- Born: January 1, 1932 LaPorte, Indiana, U.S.
- Died: July 25, 2022 (aged 90) LaPorte, Indiana, U.S.
- Known for: Inventing the tip-edge bracket appliance
- Medical career
- Profession: Dentist
- Sub-specialties: Orthodontics

= Peter Kesling =

American orthodontist (1932–2022)

Peter C. Kesling (January 1, 1932 – July 25, 2022) was an American orthodontist known for the development of the tip-edge orthodontic appliance in 1986. He held over 50 patents related to orthodontic appliances.

==Life==
Kesling was born in La Porte, Indiana, the son of Dr. Harold Kesling, who was also an orthodontist, and who invented the tooth positioner appliance.

After graduating from the orthodontic program in 1958, Kesling joined the orthodontic clinic run by his father and Dr. Robert A. Rocke.

For 40 years, Dr. Kesling was an Associate Clinical Professor of Orthodontics at Saint Louis University. He is also a diplomate of the American Board of Orthodontics.

He has co-authored two textbooks, including Orthodontic Theory and Technique.
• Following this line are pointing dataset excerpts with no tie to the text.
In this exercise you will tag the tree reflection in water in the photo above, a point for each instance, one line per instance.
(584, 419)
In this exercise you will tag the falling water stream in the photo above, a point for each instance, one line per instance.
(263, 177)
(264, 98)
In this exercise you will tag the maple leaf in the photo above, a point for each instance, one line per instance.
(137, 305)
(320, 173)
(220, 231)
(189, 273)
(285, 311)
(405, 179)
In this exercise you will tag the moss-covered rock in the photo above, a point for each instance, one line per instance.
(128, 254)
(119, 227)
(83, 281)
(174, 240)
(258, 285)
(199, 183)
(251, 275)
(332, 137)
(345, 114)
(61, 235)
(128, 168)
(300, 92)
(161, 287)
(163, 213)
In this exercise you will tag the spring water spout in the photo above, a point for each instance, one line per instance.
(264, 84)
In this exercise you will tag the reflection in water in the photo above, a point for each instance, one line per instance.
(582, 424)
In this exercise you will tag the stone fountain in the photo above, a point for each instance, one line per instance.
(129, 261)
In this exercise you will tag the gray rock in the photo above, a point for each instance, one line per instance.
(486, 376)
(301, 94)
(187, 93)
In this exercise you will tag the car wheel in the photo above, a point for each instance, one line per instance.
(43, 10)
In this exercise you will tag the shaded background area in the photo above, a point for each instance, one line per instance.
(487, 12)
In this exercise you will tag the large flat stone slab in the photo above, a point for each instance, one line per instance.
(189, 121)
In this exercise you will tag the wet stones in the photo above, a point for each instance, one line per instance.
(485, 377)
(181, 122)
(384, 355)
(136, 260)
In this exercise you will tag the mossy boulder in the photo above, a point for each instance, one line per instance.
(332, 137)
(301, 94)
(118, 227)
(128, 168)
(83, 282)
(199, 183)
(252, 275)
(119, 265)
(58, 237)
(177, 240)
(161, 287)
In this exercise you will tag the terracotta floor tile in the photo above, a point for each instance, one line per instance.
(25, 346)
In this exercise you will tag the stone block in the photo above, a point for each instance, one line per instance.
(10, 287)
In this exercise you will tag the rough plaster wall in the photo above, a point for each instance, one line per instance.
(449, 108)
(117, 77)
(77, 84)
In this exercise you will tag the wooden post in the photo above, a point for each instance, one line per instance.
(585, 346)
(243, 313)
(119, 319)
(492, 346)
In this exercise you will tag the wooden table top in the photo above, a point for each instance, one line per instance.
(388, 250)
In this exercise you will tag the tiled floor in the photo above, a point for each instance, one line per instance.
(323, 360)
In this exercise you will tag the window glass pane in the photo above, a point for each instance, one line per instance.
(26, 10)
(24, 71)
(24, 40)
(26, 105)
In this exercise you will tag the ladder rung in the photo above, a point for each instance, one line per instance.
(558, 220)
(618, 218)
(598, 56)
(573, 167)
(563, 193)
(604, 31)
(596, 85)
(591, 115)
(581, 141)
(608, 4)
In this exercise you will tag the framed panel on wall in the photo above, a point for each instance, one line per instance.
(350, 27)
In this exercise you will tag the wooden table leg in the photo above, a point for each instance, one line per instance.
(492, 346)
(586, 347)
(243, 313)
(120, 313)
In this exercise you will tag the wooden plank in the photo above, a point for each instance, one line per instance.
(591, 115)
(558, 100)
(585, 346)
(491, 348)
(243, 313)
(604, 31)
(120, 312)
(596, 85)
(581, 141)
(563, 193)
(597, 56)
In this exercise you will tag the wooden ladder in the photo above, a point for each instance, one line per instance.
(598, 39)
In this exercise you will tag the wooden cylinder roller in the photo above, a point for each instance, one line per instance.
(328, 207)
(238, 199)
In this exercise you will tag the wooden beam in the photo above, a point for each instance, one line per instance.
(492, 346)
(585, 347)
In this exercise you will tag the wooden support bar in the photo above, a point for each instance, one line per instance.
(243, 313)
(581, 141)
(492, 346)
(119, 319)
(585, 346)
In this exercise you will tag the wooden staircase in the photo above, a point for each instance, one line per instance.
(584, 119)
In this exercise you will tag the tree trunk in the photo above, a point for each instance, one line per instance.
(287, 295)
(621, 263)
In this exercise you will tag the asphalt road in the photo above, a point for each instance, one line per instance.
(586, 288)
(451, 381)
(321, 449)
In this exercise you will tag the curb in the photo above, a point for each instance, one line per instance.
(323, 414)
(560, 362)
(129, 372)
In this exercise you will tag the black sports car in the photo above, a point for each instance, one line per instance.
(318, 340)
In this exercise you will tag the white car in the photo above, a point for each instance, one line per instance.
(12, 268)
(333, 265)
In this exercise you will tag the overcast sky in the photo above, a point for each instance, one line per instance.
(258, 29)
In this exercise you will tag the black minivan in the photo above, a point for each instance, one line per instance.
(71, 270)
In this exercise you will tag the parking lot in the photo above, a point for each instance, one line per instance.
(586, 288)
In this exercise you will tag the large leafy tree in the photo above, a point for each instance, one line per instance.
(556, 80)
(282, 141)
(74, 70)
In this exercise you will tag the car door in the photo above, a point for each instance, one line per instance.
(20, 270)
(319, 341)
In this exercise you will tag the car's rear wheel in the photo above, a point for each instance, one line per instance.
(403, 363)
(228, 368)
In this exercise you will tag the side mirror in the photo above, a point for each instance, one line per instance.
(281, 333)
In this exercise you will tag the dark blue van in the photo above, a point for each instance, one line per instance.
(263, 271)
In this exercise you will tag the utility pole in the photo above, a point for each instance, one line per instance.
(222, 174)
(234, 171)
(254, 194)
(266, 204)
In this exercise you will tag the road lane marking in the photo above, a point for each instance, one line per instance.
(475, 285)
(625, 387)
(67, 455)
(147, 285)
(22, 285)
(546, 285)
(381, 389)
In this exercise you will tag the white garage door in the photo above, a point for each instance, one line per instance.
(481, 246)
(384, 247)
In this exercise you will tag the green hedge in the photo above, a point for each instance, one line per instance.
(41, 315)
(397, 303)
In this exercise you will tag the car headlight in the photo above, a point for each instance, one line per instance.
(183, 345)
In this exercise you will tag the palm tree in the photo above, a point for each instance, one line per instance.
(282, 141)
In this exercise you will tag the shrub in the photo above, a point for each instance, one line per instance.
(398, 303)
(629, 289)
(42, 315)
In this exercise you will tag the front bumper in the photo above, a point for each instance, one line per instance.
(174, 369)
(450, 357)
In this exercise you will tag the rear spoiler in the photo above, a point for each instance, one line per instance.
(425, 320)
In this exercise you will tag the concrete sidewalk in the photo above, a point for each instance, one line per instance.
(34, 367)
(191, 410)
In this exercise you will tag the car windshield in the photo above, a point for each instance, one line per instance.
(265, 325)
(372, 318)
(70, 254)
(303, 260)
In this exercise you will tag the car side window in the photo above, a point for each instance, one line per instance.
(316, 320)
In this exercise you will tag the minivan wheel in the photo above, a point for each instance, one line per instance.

Kesling has three sons, Adam, Andrew and Christopher Kesling, (also an orthodontist), who works at the same practice as his grandfather founded, Harold Kesling, the Kesling-Rocke Orthodontic Center in Westville, Indiana.

Kesling died on July 25, 2022, at the age of 90.

==TP Orthodontics==
TP Orthodontics was founded by Peter's father Harold Kesling and his brother David Kesling. In 2006, Peter sold some of the company shares to his son Andrew Kesling.

==Tip-edge appliance==
Kesling developed the tip-edge appliance in 1986. The brackets of this appliance are made by removing the diagonally opposed corners from Edward Angle's edgewise slot. This allows either mesial or distal tipping of a tooth. One can use small forces such as 2oz to 4oz to move teeth. The appliance is also sometimes referred to as "Kesling the slot".